Datacast Episode 61: Meta Reinforcement Learning with Louis Kirsch

The 61st episode of Datacast is my chat with Louis Kirsch— a Ph.D. student at the Swiss AI Lab IDSIA, advised by Prof. Jürgen Schmidhuber.

We had a wide-ranging conversation covering his interest in programming growing up, his foray into AI research, the intersection of meta-learning and reinforcement-learning, contemporary challenges in AI, working with professor Schmidhuber, and much more.

Listen to the show on (1) Spotify, (2) Apple Podcasts, (3) Google Podcasts, (4) TuneIn, (5) RadioPublic, (6) Stitcher, and (7) iHeart Radio

Key Takeaways

Here are highlights from my conversation with Louis:

On Being A Self-Taught Programmer

I started programming when I was about 10. I was super fascinated by the idea of telling a computer what to do instead of having to do it myself. This idea of magnifying my own effort as much as possible has been a recurring theme in my life.

When I was 13, I wrote on my small computer a game with the XNA game engine. It took me an entire year to get it finished because I was learning everything on the fly. On my 14th birthday, I burned up CDs for my friends, which contain my game. That was an awesome moment.

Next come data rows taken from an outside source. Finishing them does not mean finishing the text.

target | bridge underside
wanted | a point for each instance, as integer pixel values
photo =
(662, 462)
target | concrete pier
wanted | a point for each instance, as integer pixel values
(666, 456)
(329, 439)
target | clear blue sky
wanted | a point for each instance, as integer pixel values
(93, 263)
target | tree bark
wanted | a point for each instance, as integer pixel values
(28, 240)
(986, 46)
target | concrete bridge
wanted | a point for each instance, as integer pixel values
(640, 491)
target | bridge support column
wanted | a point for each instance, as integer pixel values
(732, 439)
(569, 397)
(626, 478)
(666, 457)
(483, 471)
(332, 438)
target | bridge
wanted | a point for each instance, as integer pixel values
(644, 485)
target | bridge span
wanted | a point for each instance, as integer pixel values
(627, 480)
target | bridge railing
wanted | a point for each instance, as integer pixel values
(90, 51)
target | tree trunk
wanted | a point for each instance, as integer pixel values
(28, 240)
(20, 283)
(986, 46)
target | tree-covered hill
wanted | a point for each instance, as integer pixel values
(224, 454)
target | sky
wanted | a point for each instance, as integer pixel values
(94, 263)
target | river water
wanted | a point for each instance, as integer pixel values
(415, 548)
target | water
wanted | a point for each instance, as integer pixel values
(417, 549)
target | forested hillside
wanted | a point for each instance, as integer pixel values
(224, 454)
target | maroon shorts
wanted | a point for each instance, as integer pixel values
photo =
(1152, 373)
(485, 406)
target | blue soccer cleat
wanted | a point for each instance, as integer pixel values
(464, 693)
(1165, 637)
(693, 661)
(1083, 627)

A central theme in my life is being a self-taught programmer. Whenever I want to achieve something, I just take it into my own hands. That mindset manifests itself in the form of having the dream to create something big in the future. When I turned 18, I started my own small company with a friend. We started with freelancing. That was a dream come true for me. I had the opportunity to write real-world software, deal with clients, learn about finances and taxes.

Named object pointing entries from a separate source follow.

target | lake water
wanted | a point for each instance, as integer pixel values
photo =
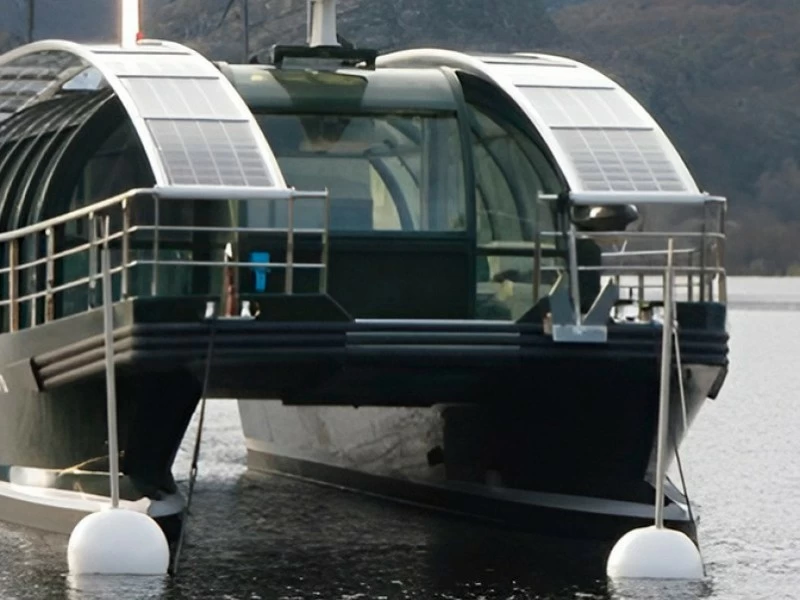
(254, 536)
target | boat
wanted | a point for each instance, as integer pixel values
(498, 238)
(423, 275)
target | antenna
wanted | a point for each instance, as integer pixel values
(322, 23)
(129, 23)
(31, 18)
(246, 25)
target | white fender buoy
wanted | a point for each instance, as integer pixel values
(655, 553)
(117, 542)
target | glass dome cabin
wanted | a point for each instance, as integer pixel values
(426, 227)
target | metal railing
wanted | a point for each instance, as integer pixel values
(142, 228)
(699, 266)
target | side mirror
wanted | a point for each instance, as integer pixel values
(604, 218)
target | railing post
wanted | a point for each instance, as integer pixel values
(34, 316)
(290, 245)
(664, 385)
(323, 282)
(703, 251)
(13, 285)
(50, 275)
(92, 260)
(640, 291)
(154, 281)
(126, 249)
(111, 386)
(573, 273)
(723, 277)
(537, 252)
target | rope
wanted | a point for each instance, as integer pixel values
(196, 452)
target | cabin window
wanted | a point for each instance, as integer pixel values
(384, 172)
(511, 175)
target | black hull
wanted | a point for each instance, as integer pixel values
(510, 397)
(574, 464)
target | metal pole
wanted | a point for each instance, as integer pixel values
(31, 18)
(111, 389)
(290, 246)
(246, 18)
(13, 286)
(154, 281)
(573, 274)
(92, 299)
(663, 394)
(50, 276)
(126, 249)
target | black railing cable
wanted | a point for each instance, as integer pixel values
(196, 452)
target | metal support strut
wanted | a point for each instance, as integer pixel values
(111, 384)
(663, 396)
(212, 328)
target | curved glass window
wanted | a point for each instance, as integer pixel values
(384, 172)
(512, 173)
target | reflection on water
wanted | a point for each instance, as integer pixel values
(256, 536)
(98, 586)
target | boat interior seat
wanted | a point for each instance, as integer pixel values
(382, 275)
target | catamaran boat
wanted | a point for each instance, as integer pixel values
(432, 276)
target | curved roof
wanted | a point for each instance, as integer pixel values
(346, 89)
(608, 147)
(193, 125)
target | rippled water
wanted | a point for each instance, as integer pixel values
(255, 536)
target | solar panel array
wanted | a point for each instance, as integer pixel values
(611, 144)
(24, 79)
(188, 116)
(201, 134)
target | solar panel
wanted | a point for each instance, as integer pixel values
(209, 153)
(604, 140)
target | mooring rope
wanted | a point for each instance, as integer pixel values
(196, 452)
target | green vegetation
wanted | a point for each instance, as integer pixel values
(723, 79)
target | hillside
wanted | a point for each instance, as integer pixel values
(383, 24)
(723, 79)
(721, 76)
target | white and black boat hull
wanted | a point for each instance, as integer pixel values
(575, 460)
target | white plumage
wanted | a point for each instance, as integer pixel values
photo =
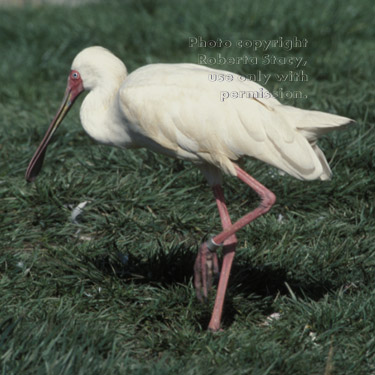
(177, 110)
(174, 109)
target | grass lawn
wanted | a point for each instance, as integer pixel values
(113, 292)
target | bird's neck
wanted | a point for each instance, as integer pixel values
(101, 117)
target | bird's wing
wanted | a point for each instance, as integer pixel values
(178, 110)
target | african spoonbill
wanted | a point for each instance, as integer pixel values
(176, 110)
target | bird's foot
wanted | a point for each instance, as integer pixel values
(206, 268)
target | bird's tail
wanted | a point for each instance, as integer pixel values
(314, 124)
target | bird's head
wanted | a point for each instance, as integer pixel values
(91, 68)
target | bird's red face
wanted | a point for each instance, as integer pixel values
(73, 89)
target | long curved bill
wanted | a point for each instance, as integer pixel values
(36, 162)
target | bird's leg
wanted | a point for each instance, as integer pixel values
(229, 248)
(206, 264)
(228, 234)
(268, 199)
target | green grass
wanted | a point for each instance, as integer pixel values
(117, 297)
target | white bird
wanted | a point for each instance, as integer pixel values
(176, 110)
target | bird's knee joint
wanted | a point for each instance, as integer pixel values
(268, 200)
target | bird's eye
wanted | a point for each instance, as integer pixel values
(75, 74)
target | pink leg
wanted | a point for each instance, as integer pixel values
(229, 248)
(226, 237)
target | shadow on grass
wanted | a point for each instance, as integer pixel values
(176, 267)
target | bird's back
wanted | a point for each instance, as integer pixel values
(179, 109)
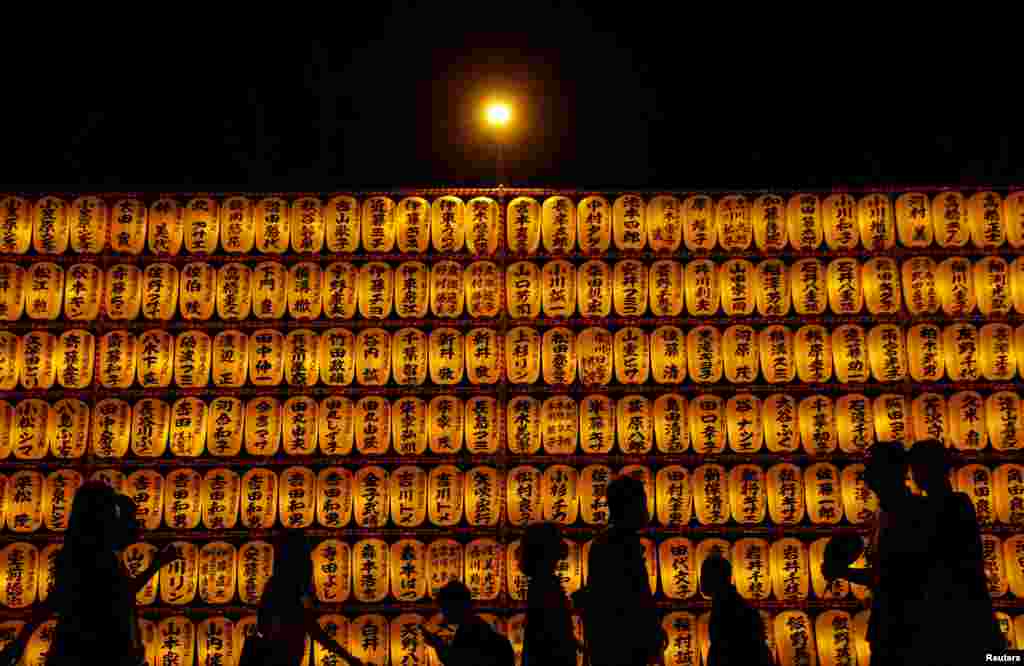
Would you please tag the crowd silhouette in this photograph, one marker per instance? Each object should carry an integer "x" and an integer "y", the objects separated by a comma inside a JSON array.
[{"x": 930, "y": 599}]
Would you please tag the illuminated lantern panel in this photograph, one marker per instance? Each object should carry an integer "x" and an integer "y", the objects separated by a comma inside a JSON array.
[{"x": 412, "y": 378}]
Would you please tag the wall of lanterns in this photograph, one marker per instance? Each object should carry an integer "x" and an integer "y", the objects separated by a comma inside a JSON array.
[{"x": 413, "y": 378}]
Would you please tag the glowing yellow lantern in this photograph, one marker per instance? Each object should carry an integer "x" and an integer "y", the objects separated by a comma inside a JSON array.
[{"x": 785, "y": 494}]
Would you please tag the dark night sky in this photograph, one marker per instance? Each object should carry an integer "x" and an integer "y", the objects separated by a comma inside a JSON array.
[{"x": 605, "y": 99}]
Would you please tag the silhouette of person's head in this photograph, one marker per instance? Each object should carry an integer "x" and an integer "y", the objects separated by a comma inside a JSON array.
[
  {"x": 930, "y": 464},
  {"x": 456, "y": 601},
  {"x": 885, "y": 472},
  {"x": 628, "y": 502},
  {"x": 541, "y": 548},
  {"x": 716, "y": 574}
]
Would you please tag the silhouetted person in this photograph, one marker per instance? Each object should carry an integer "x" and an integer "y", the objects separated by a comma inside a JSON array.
[
  {"x": 957, "y": 591},
  {"x": 896, "y": 575},
  {"x": 286, "y": 616},
  {"x": 550, "y": 638},
  {"x": 475, "y": 641},
  {"x": 621, "y": 620},
  {"x": 735, "y": 629}
]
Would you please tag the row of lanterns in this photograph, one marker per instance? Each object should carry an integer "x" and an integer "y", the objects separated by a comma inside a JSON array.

The engineering mindset from that time still stuck with me in some sense: striking the right balance between making things work in practice and achieving the bigger vision.

On Getting A Bachelor at Hasso Plattner Institute

HPI is a privately financed institution by Hasso Plattner, the co-founder of the big giant Germany software company SAP. It’s a small institute with just 500 people, including faculty and students. My greatest friendships formed during that time.

The Theoretical Computer Science courses are those I enjoyed the most. I already had a bit of a software engineering background when I started, while there are so many topics in theoretical CS that I was not familiar with yet. Additionally, the Introductory Machine Learning course ultimately inspired me to follow that direction.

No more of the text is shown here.